HVCC - Effective May 1, 2009
Promotes the accuracy of appraisals by shielding appraisers from undue influence, and ensuring that borrowers have sufficient notice of appraisal content by requiring that borrowers receive a copy of their appraisal reports no less than three days prior to the closing of their loan absent a borrower waiver of this requirement.
HOEPA - Effective July 30, 2009
Amends the Truth in Lending Act (TIL), implemented through Regulation Z. Has a number of provisions including the Mortgage Disclosure Improvement Act, which changes the Truth in Lending Act requirements surrounding early and final disclosures to home buyers and addresses the timing of when fees can be charged.
Three key elements you need to know
If the home buyer is financing the property, these new regulatory and investor guidelines will impact-and could even dictate-the closing date.
Historically, home buyers and sellers would agree on a closing date, and then service providers - including lenders - would work as best they could toward meeting that date. Going forward, purchase contracts can still be written with a specific closing date in mind, but all parties need to take into account that the earliest any home purchase transaction can close is 7 business days after the home buyer is issued his or her initial mortgage disclosures from the lender. If the application is taken by phone - and everything went perfectly, the earliest closing date would be 7 business days after application.
The homebuyer must be provided with a copy of his or her appraisal a minimum of 3 business days prior to closing.
The homebuyer must receive the appraisal at least 3 business days prior to the mortgage closing. This means the homebuyer may receive his or her appraisal before or simultaneous to the lender receiving their copy. If the homebuyer believes the 3-business-day required review period is not necessary for whatever reason, he or she has the right to waive that requirement.
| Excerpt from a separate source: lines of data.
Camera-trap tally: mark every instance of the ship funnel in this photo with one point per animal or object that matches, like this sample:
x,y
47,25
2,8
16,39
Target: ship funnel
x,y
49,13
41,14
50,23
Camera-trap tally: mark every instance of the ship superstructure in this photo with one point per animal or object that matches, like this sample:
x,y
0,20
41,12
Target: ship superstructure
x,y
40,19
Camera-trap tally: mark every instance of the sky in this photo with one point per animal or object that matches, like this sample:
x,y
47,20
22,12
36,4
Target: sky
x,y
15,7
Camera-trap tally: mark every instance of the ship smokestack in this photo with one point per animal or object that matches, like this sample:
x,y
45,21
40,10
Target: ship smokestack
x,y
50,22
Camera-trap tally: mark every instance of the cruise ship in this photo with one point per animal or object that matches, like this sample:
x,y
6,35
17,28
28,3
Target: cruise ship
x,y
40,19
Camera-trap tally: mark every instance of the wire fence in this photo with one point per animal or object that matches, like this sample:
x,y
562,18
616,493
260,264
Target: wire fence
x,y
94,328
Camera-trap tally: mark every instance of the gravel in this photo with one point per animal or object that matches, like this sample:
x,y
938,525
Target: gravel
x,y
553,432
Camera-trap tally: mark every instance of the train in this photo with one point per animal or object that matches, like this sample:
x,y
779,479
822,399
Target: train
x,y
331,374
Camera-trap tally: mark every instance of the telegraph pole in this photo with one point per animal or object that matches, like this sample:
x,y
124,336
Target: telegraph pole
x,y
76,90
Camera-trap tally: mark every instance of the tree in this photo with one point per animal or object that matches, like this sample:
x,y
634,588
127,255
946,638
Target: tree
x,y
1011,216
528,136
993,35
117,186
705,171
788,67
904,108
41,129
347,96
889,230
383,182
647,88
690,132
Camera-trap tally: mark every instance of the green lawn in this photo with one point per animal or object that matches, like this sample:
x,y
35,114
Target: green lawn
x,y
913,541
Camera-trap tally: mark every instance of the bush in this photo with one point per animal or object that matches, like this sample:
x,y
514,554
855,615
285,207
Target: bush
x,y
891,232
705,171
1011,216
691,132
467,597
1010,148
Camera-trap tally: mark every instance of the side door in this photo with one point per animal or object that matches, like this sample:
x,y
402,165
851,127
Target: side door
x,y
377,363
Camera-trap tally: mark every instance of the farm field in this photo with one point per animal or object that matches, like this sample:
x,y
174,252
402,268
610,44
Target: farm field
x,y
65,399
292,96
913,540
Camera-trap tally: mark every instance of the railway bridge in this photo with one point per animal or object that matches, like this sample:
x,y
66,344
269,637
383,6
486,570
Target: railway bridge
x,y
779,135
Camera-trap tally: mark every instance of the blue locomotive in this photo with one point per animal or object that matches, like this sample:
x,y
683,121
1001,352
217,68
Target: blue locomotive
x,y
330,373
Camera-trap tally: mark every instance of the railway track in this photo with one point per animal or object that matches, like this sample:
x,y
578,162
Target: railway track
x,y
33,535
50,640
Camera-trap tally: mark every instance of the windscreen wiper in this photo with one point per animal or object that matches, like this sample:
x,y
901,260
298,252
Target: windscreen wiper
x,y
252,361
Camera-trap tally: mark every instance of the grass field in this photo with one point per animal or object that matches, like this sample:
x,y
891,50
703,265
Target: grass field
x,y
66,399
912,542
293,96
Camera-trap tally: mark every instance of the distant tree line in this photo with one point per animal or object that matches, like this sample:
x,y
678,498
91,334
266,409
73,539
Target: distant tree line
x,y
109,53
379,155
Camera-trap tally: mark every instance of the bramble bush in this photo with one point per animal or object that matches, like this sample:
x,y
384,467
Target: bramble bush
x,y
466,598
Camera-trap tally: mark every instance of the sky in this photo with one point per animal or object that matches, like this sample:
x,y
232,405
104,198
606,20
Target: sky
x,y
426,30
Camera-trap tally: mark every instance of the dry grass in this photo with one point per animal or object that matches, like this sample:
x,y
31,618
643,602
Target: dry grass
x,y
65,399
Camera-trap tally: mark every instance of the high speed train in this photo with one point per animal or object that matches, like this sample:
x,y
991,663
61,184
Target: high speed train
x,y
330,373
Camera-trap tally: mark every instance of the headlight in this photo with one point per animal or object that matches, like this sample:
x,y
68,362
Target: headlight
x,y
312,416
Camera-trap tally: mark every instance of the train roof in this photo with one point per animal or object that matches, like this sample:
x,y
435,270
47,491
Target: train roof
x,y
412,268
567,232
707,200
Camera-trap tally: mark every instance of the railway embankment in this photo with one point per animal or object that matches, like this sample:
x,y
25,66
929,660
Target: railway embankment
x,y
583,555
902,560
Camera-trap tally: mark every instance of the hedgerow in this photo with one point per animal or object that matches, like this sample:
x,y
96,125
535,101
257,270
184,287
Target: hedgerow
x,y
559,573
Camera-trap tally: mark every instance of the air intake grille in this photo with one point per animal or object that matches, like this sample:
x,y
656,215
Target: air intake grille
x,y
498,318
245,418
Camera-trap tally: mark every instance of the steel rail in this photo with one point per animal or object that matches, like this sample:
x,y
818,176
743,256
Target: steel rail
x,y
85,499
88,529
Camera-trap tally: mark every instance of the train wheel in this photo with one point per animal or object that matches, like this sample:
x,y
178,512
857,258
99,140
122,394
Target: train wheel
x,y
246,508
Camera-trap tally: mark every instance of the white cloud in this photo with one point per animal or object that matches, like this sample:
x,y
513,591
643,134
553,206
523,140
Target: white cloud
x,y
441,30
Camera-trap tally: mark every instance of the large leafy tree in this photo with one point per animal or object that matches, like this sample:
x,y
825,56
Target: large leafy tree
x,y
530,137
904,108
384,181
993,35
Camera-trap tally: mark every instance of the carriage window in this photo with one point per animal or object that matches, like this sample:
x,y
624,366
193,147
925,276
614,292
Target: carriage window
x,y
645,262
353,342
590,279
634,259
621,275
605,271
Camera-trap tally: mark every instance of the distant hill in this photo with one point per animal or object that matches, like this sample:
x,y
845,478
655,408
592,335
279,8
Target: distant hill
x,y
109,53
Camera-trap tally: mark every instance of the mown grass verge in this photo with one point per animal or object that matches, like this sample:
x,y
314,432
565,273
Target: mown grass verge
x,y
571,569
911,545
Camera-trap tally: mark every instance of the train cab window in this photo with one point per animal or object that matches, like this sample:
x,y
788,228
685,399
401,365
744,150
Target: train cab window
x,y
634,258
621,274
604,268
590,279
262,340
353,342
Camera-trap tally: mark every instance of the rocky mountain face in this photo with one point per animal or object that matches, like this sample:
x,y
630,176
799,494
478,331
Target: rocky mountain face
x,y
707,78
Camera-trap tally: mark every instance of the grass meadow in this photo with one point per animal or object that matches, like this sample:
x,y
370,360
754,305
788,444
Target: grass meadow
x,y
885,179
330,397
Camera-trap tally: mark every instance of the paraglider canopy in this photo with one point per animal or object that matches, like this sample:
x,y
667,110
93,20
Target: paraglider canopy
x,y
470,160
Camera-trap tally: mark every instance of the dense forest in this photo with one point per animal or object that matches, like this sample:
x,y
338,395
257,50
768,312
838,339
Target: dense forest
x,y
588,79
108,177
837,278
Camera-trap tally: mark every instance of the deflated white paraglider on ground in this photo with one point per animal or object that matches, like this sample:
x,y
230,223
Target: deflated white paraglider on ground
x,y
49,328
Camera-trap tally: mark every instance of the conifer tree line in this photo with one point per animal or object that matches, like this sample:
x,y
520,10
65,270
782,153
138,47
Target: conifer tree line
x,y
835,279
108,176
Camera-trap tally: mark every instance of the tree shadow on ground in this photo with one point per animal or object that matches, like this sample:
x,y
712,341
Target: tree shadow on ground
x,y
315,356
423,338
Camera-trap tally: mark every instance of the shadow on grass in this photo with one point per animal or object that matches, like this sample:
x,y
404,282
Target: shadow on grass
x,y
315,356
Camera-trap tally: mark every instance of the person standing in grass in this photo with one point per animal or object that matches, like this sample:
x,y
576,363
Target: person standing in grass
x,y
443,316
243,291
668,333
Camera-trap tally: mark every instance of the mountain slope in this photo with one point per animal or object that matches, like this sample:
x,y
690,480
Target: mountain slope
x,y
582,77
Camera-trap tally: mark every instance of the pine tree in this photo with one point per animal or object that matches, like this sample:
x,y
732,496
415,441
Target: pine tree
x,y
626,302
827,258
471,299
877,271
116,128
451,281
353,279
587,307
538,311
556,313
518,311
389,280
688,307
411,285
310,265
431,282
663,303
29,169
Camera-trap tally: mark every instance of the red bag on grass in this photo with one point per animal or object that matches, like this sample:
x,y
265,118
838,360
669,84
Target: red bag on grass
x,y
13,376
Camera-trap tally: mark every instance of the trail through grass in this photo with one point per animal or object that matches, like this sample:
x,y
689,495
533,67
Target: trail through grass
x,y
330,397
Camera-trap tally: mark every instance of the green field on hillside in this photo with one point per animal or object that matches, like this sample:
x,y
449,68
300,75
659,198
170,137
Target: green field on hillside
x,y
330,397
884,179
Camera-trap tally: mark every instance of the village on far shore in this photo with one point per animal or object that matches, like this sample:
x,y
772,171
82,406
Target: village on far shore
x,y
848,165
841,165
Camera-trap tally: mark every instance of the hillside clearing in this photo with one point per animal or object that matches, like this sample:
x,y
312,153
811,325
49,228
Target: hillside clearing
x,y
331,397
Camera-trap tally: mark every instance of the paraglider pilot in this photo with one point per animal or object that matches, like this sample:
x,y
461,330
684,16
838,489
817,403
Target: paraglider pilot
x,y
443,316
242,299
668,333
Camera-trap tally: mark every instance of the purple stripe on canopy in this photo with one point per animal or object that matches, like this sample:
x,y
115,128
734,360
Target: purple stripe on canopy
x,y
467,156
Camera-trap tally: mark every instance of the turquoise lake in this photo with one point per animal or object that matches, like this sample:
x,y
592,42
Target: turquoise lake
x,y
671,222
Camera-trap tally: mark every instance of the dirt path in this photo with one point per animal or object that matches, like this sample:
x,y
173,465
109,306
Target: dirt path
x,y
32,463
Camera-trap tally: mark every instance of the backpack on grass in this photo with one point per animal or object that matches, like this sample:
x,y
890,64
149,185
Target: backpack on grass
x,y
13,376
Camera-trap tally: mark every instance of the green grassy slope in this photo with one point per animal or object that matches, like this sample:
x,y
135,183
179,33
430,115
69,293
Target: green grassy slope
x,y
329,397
An increase of more than .125% in the Annual Percentage Rate (APR) from the initial Truth in Lending Disclosure (TIL) requires the TIL disclosure to be revised and reissued to the homebuyer. The home buyer must receive a revised TIL disclosure at least 3 business days before closing, providing the homebuyer with the time required to determine if the homebuyer is comfortable with his or her loan choice. If mailed, the TIL disclosure is considered "received" 3 business days after mailing.
A more typical contract date may be 30-45 days - or possibly longer (such as with a new construction loan). Considering that many things occur and may be changed or finalized throughout the course of the transaction, there are a number of things that can impact the homebuyer's APR. Therefore it is critical on the front end to ensure that estimated fees are as accurate as possible.